Aber was ist geschehen? Keine Tische stehen mehr vor dem Eiscafe, stattdessen schauen mich Rauscheengel an, die im Schaufenster ausgestellt sind. Wo sind sie jetzt meine italienischen Freunde?

Ich bin auf die Suche gegangen. Zuerst mit der Eisenbahn von Linz am Rhein über Koblenz nach München. Dort ist alles gerannt zum Zug nach Bozen. Kaum waren wir drin, fuhr er auch schon los. In Franzensveste musste ich dann umsteigen nach Tobblach.

Dort holte mich meine Freundin Domitilla ab und es ging über verschneite Pässe und durch Cortina d Ampezzo hinab bis Longarone.

Jetzt wurde es abenteuerlich. Auf einer schmalen Straße, links die tiefe Schlucht des Maé, fuhren wir hinauf ins Val di Zoldo, einem Hochtal (1000 – 1400 m) in den venezianischen Dolomiten.

Fast alle Besitzer italienischer Eisdielen stammen von dort. Sie überwintern im Val di Zoldo.

Wir fahren die Straße hinauf , bis uns der schlanke und hohe Kirchturm von S. Floriano in Pieve schon von weitem grüßt. »Forno di Zoldo« steht auf dem Ortsschild.

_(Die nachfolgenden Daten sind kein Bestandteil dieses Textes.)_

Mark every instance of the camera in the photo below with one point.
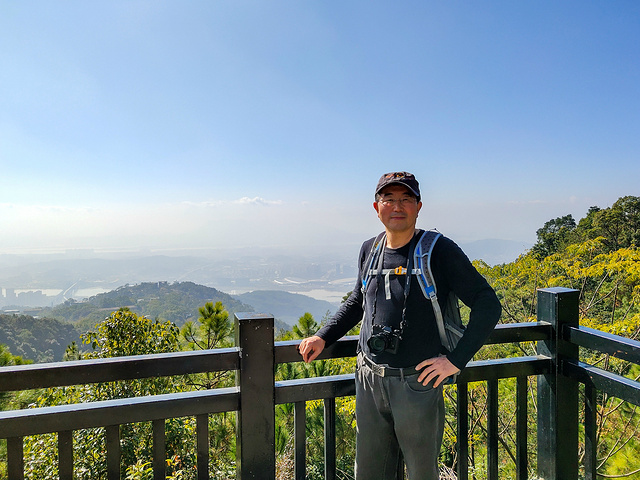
(384, 339)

Es ist schon Nachmittag und es fängt an zu dunkeln. Die Sonne berührt nur noch die Zacken der Berge, die dunkelrot aufglühen. Wie bei Heidi auf der Alm denke ich verzückt. Ein Kindertraum wird war. So etwas habe ich noch nie gesehen.

Weit und breit ist kein Mensch zu sehen. Jedoch ist das Dorf inmitten gigantischer Gipfelzacken zugeparkt. Fast alle Autos haben deutsche Kennzeichen. Köln, Freiburg, Bonn usw. Nur ganz selten sieht man eine italienische Nummer.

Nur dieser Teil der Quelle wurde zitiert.